Parlons un peu du titre. Les personnages du roman semblent toujours à contretemps, notamment en ce qui concerne la mémoire. L’un veut oublier quand l’autre tente de se souvenir et inversement. Comment fonctionne ce chassé-croisé entre mémoire et oubli ?

Les rapports entre mémoire et oubli sont trop souvent appréhendés en termes moraux, on parle alors de devoir de mémoire avec tout ce que cela comporte de culpabilité. Nous savons qu’il en va tout autrement, ne serait-ce que parce que la mémoire a une dimension traumatique et l’oubli un effet réparateur. En réalité chaque personne et chaque génération a sa stratégie, laquelle d’ailleurs est vouée à changer au cours du temps. Ce qui est transmis ou omis en termes de mémoire d’une génération à l’autre, voilà ce qui devrait nous faire réfléchir. Comme beaucoup de jeunes de sa génération, lorsque le narrateur quitte le Chili, il ne veut plus entendre parler de politique . Or une fois en France l’étrange silence des exilés sur ce chapitre le pousse à y revenir. Pourquoi ce silence ? Que cache-t-il ? La parole de Laura répond à cette attente. Il s’agit d’une parole transgressive, d’une parole de femme dans un milieu où les valeurs idéologiques sont portées par les hommes. Cette levée du secret aura des effets angoissants, mais aussi érotiques sur le narrateur.

Est-ce la raison pour laquelle, "le silence se trouve au départ" de cette histoire ?

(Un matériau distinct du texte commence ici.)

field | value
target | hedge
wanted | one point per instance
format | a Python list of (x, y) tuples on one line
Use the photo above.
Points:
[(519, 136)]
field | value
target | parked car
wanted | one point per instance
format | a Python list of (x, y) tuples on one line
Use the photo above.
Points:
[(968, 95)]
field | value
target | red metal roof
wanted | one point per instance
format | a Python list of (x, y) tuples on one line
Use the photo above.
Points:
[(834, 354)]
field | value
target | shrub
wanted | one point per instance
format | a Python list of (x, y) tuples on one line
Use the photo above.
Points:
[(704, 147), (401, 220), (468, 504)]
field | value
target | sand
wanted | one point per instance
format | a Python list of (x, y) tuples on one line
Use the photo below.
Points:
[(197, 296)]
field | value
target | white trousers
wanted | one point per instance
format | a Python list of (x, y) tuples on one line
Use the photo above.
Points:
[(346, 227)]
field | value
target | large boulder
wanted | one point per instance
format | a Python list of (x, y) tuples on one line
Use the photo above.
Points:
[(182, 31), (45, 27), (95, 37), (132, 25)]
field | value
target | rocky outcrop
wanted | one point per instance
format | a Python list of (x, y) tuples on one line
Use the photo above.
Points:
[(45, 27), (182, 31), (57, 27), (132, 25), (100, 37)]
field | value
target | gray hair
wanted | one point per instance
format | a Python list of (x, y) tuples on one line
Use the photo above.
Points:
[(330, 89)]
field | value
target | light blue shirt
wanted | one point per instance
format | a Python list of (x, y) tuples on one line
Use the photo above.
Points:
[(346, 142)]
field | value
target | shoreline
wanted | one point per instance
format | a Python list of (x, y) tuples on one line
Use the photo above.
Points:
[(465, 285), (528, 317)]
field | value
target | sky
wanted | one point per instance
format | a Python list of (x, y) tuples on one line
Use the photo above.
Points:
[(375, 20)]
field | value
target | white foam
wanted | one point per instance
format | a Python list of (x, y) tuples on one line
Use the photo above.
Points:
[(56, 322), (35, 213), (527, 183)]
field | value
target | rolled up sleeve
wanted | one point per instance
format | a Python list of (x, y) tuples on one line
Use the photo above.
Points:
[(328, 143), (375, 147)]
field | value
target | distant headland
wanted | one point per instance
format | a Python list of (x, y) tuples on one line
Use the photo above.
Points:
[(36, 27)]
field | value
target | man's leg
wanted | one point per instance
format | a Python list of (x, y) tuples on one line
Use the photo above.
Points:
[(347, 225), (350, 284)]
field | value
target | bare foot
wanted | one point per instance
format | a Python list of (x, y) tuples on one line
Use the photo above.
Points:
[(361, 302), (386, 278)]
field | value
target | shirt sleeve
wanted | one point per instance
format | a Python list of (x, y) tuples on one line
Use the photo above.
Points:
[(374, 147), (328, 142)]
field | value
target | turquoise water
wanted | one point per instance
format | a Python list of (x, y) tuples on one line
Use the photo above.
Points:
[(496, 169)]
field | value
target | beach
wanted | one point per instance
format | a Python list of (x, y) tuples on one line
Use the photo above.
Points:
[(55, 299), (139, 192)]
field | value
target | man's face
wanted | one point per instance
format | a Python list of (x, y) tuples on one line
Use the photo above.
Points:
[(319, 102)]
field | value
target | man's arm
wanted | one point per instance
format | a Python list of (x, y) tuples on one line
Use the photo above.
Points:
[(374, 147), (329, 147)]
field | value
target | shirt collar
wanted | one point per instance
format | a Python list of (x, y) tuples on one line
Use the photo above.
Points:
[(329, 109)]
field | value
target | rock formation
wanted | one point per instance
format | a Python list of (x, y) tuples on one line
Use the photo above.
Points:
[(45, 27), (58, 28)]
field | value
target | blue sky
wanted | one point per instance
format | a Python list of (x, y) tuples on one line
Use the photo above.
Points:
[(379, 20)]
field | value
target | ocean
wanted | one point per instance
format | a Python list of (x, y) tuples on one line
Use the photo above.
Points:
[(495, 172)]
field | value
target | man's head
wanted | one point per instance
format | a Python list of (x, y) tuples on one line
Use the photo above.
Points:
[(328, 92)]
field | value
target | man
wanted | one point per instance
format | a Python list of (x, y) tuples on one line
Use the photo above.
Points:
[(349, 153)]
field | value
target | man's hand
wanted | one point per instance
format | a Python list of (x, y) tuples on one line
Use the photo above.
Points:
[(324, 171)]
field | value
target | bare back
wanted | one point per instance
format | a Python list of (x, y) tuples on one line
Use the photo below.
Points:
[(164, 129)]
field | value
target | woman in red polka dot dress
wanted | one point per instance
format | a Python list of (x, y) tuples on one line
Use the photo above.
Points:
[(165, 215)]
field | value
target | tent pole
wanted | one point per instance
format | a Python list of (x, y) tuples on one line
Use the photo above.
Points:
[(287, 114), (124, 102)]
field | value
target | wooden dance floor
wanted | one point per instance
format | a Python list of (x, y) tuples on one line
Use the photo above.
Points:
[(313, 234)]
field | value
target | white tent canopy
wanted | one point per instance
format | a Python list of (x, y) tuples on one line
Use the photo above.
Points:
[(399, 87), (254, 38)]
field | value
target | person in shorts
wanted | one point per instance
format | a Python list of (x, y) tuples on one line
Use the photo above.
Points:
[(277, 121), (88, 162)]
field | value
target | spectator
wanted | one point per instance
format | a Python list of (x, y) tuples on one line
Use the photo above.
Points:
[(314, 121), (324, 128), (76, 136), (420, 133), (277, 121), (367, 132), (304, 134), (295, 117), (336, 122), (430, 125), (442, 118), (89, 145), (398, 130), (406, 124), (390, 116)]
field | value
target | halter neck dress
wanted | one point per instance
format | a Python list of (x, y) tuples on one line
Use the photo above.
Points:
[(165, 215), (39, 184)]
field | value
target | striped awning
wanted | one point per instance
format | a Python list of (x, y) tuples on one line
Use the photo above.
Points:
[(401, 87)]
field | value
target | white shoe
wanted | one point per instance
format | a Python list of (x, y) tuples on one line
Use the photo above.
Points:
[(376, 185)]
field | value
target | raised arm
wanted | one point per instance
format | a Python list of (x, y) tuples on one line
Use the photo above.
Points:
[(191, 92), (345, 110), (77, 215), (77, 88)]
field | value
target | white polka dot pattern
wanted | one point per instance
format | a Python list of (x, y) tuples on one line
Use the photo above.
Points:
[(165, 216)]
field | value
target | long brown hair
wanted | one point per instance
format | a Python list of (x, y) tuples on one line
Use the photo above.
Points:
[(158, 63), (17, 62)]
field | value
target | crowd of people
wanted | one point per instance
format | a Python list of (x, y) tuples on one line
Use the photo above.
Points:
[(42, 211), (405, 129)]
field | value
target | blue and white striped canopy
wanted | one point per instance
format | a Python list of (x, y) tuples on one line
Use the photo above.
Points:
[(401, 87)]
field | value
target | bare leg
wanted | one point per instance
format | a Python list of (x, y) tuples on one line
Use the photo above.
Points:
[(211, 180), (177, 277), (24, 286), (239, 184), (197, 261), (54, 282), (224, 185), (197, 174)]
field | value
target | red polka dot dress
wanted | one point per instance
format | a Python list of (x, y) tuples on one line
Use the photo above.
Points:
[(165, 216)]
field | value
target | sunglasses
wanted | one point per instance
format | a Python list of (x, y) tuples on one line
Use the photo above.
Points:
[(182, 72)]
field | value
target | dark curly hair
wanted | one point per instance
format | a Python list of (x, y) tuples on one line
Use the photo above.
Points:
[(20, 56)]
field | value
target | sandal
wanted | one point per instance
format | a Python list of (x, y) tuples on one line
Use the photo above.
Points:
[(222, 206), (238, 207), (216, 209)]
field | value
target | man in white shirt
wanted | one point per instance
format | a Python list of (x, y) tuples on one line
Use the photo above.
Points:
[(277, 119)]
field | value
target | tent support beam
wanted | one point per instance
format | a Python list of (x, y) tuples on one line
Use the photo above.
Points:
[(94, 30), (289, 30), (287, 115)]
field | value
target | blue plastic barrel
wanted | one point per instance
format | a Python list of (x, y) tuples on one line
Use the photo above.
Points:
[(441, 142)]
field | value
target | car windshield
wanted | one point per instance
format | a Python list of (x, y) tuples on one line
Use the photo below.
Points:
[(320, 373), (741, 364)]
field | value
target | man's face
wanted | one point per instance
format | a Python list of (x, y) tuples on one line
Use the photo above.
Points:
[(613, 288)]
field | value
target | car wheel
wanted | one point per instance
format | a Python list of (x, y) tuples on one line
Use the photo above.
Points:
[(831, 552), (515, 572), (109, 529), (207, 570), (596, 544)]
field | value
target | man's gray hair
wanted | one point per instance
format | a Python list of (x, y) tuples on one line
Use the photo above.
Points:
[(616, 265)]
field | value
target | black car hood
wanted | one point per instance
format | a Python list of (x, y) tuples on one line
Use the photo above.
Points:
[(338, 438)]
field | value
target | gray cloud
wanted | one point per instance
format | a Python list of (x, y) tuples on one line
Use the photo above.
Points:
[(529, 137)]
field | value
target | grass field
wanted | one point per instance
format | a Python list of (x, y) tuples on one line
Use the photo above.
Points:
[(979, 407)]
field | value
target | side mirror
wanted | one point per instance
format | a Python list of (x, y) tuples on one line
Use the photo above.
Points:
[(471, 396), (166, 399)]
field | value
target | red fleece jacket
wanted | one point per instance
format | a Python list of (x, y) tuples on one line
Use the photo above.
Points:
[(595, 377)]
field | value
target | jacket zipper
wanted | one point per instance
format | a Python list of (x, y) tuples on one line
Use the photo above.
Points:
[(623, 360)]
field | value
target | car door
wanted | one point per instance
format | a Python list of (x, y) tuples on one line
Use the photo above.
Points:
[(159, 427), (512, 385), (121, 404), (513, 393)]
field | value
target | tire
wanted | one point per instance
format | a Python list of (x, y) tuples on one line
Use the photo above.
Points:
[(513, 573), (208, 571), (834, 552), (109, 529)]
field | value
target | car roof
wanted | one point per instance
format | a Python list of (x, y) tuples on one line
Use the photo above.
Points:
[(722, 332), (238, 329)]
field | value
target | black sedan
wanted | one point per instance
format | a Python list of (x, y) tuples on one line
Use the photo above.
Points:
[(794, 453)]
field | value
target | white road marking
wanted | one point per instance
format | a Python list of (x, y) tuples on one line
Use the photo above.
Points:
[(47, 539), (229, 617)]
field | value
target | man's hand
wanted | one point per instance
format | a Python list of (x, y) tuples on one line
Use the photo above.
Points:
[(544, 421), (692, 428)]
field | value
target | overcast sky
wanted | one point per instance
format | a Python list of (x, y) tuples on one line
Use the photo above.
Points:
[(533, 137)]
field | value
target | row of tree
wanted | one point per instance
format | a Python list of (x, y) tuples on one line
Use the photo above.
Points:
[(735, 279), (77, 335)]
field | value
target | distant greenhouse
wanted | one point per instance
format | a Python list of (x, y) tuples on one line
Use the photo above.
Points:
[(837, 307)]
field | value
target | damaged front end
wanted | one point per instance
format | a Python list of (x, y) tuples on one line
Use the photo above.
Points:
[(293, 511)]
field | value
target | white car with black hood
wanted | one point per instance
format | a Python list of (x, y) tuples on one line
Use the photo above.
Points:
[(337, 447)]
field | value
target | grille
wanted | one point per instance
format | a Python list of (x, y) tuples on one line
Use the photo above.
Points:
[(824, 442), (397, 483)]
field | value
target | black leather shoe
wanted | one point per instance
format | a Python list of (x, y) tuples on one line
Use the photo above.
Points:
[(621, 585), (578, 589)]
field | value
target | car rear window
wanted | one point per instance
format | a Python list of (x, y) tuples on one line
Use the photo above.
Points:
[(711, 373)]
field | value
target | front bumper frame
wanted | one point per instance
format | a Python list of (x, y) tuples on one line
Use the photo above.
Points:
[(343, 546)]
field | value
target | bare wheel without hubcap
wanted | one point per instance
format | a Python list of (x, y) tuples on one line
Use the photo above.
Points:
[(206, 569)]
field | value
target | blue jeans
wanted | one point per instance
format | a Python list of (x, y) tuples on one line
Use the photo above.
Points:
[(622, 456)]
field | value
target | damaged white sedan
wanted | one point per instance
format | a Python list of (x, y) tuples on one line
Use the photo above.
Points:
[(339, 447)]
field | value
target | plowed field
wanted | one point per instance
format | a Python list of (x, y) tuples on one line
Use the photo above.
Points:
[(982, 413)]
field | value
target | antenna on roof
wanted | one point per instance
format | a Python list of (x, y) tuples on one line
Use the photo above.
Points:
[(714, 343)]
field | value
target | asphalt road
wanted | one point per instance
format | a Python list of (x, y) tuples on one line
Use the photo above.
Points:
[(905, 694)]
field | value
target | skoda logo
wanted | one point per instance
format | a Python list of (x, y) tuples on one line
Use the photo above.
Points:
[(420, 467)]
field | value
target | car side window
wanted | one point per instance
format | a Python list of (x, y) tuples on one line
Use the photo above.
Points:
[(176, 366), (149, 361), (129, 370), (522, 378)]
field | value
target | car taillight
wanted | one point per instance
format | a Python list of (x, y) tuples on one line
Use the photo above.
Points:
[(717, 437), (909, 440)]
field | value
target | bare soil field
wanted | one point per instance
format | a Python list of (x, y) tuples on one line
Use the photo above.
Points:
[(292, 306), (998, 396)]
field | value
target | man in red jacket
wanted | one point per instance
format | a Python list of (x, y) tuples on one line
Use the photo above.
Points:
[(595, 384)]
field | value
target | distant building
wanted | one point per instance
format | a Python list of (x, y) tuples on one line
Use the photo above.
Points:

D’une manière générale, l’histoire du roman est encadrée par deux grands silences parfaitement repérables historiquement : début 80 et fin 90. C’est contre eux que le roman se débat, grâce à eux qu’il a été écrit. Le premier silence correspond à l’effondrement des idéaux révolutionnaires dont le moment culminant sera la chute du mur de Berlin, quant au deuxième, il survient au moment où la gauche va devoir souscrire au projet ultra-libéral hérité de Pinochet. C’est la fin du livre, un moment social très dur, Laura et les autres retornados savent qu’ils n’ont pas le choix, ils doivent chercher à s’intégrer au système et tirer un trait sur le passé. Il s’agit d’un pacte de silence féroce qui porte sur le parcours de toute une génération. Comment sommes-nous passés de la société progressiste et libertaire des années 70 à la société d’aujourd’hui ? Quiconque essaie de raconter cette histoire sent aussitôt le poids du silence, il est énorme et traversé de part en part par une dictature sanglante qui nous a appris à nous taire.